History of Galway

Galway emerged from the crossing of River Corrib, which was the only possible road by land at the south of Lough Corrib. The site has probably been used as a human settlement since the Neolithic period. The Claddagh in particular, which means 'stony foreshore' in Irish, was suitable for fishing from early times. The Vikings arrived in 927 A.D. but did not actually settle there. This seems curious because the mouth of the River Corrib had been a strategic place for the indigenous clans' warfare during centuries.

The late Middle Age saw the Anglo-Normans invading Connacht (the western province of Ireland) and take possession of the site. Despite frequent attacks by the neighbouring O'Flaherty's clan and their charismatic leader the pirate queen Granuaile, the Anglo-Norman families, led by Richard de Burgo, built a proper fortified town and developed trade. The finely decorated collegiate of St. Nicholas of Myra (who is more famously known as Santa Claus) became the parish church of the town.

At that time, Galway famous town houses began to appear, somewhat comparable in their status to the merchant house-towers of Tuscany. The famous 14 families (who gave the county its nickname of 'The Tribes'), established themselves at leaders of the city. Indeed, Galway was eventually granted a charter and the status of city by Richard III of England.
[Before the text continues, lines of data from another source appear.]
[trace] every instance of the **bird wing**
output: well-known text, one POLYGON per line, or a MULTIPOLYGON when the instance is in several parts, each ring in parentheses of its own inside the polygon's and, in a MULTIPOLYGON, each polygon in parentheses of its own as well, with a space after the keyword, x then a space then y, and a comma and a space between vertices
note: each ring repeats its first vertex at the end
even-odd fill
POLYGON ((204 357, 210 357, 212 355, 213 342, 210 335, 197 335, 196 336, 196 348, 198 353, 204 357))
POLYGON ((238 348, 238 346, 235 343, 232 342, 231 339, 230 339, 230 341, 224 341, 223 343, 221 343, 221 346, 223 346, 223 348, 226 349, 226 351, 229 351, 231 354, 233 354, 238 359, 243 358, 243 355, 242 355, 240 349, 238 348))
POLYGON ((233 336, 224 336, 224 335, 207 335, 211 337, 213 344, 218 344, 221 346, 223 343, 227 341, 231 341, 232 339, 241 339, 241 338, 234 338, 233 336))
During the Renaissance, Galway was trading extensively with Spain, trading fish, wool or leather against fruit, oil and wine. The city prospered under the rule of the 14 families and received a hospital and a gaol. During the wreckage of the Spanish Armada, two hundred Spaniards found ashore were executed by order of the Lord Deputy. While there is testimony that the West coast of Ireland was generally friendly to the Spanish sailors who managed to land, Galway supported the English crown.

The decline of Galway came with Oliver Cromwell. The city surrendered to his army in 1652, after a starvation siege. All Catholics were expelled and the town houses of the 14 families were given to soldiers of the occupying forces. The situation worsened with the Penal Laws of the 18th century which prohibited Catholics from receiving education, ownership of property and from benefitting from their civil rights.

A short lived prosperity returned before the town was hit by the Great Famine (1845-52). During these years, one million people are said to have died of hunger while another million fled the country, many to the US via Galway port. Galway recovered slowly in the 20th century. The Claddagh, in particular managed to survive all the bumps of history through its own culture and customs. But in 1934, Galway Corporation decided to demolish its little clustered architecture and hundreds of years of local history suddenly disappeared.

Though the last international crisis certainly had an impact on the city trade, prosperity has returned today. A variety of festivals keep the city busy and Galway citizens have gone back to what they are famous for: creating business and wealth.